Red Hat Secure FTP - User Guide

Updated -

Background

The purpose of Red Hat Secure FTP is to provide a sustainable, cross-platform and command-line accessible endpoint for customers to upload files to Red Hat. The goal is to provide a secure, scalable endpoint that is usable across the broad customer base. The legacy FTP for customers dropbox.redhat.com is on its path to being deprecated in favor of this new SFTP.

Scope

  • Provide an endpoint accessible by customers for uploading files from command-line
  • Minimal disruption to customer workflow
  • No additional packages by Red Hat
  • Secure Support cases are OUT OF SCOPE

User Guide for Customers

Authenticated Flow

Customers having valid portal credentials should be able to upload an attachment to a case of an account to which they belong, however, there is a strict file format policy (i.e casenumber_filename) which needs to be followed. If the filename is valid, the file would be uploaded to case as an attachment and deleted from the Red Hat Secure FTP, however, if the filename is invalid, it remains in the Red Hat Secure FTP bucket for 30 days, after which it is permanently deleted.
Here are a few example filenames with valid and invalid formats for automatic attachment to support cases:

  • 02436811_sosreport.gz (Valid)
  • 02436811_sosreport-report.gz (Valid)
  • 02436811-sosreport.gz (Invalid)
  • sosreport.gz (Invalid)
  • sosreport_02436811.gz (Invalid)

The below matrix explains what an authenticated customer is entitled to do:

Can Cannot
List files in their own directory List/view other user's files or directories
Upload an attachment to Red Hat SFTP, and with the correct filename format auto attach the file to a support case the customer has access to Download any attachment
Attach files to cases they don't have access to

Note: If the uploaded file is prefixed with an invalid case number or a case number that the customer doesn't have access to, the uploaded file will not be attached to the support case, and will remain in Secure FTP as per the retention policy.
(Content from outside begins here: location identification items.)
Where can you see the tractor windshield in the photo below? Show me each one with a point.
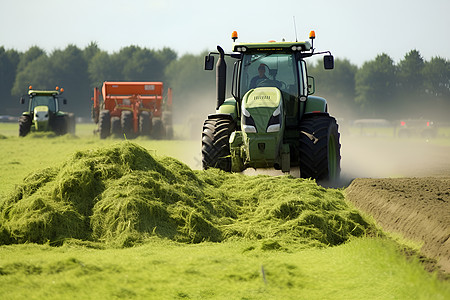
(43, 100)
(265, 69)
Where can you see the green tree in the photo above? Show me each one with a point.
(375, 86)
(9, 61)
(410, 73)
(69, 70)
(436, 75)
(337, 86)
(37, 73)
(194, 88)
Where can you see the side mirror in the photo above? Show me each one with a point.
(328, 62)
(311, 85)
(209, 62)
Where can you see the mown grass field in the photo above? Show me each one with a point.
(256, 260)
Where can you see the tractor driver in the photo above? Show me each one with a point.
(260, 77)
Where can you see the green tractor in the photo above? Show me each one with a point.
(272, 120)
(43, 113)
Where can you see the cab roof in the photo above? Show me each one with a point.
(43, 92)
(272, 46)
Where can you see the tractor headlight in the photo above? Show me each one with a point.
(248, 124)
(274, 124)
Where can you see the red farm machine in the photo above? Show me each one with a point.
(132, 109)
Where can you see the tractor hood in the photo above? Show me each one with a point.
(41, 117)
(262, 124)
(262, 110)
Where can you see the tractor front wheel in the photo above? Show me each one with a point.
(319, 156)
(24, 125)
(126, 120)
(215, 143)
(145, 124)
(104, 124)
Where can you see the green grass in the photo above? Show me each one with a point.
(276, 237)
(364, 268)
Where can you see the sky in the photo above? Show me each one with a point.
(357, 30)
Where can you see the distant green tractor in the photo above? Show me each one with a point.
(272, 121)
(43, 113)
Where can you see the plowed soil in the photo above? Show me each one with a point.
(406, 190)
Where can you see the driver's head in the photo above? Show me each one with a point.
(261, 70)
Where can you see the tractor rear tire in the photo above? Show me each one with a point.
(104, 124)
(215, 143)
(116, 128)
(70, 120)
(145, 124)
(319, 155)
(126, 120)
(24, 125)
(59, 125)
(158, 130)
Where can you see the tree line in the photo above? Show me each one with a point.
(380, 88)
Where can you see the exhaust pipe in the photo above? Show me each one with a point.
(221, 77)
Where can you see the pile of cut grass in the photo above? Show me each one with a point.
(121, 195)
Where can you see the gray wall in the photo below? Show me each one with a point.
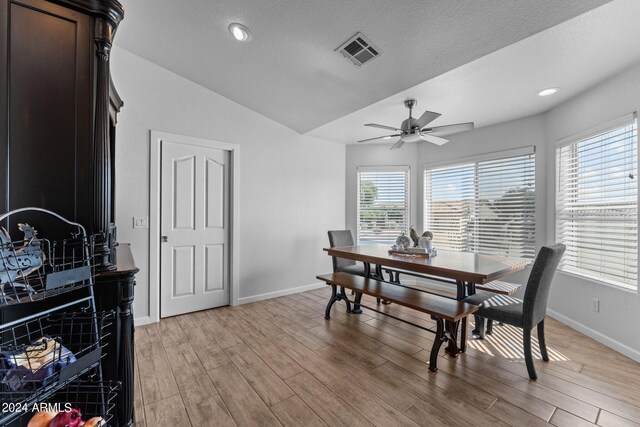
(291, 186)
(570, 300)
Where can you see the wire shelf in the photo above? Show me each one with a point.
(42, 353)
(35, 268)
(88, 397)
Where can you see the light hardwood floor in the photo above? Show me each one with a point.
(279, 362)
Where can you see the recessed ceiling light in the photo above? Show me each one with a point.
(240, 32)
(547, 92)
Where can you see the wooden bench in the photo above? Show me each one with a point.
(499, 287)
(447, 313)
(496, 286)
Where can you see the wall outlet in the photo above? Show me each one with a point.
(140, 222)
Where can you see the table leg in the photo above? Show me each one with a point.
(356, 303)
(471, 288)
(461, 290)
(437, 343)
(336, 296)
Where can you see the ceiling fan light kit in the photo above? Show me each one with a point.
(415, 130)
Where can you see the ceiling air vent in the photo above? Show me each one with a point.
(359, 50)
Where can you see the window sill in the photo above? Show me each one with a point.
(600, 282)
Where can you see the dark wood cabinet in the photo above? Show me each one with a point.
(48, 111)
(58, 111)
(56, 144)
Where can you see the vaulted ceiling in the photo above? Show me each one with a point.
(435, 50)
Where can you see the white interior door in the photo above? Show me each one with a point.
(194, 228)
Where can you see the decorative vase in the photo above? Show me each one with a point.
(426, 243)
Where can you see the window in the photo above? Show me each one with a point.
(486, 206)
(597, 204)
(383, 203)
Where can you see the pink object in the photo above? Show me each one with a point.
(72, 418)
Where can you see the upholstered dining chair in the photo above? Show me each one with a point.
(530, 311)
(344, 238)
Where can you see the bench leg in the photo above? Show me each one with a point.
(463, 334)
(356, 304)
(336, 296)
(479, 329)
(451, 333)
(437, 343)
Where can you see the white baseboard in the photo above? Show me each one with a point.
(139, 321)
(269, 295)
(601, 338)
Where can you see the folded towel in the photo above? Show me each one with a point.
(35, 366)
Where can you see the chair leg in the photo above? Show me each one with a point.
(526, 338)
(541, 341)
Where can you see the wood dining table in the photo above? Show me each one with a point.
(465, 270)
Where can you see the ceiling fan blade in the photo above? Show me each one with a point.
(426, 118)
(449, 129)
(374, 125)
(434, 139)
(397, 145)
(379, 137)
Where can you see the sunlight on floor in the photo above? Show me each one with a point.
(506, 341)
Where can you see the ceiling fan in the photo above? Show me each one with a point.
(414, 130)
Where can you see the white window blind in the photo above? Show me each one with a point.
(383, 204)
(484, 206)
(596, 205)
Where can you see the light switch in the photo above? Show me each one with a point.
(140, 222)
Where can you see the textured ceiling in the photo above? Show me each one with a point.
(502, 86)
(290, 72)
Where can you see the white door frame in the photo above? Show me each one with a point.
(156, 139)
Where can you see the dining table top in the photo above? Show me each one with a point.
(460, 266)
Here's a quick walkthrough for uploading an attachment.

Token Generation

Using cURL

Open a command terminal (on Linux or Macintosh) or PowerShell (on Windows). At the prompt, enter the cURL command as detailed below to generate an SFTP login token (replace brett.lymn with your Customer Portal username).

v2 API (Configurable Token validity 0-90 days):

Token Generation v2 API gives users the flexibility to configure the token expiry date. The 'expiryInDays' parameter accepts values in days from 0 days to maximum of 90 days. Default value of 'expiryInDays' is 30 days.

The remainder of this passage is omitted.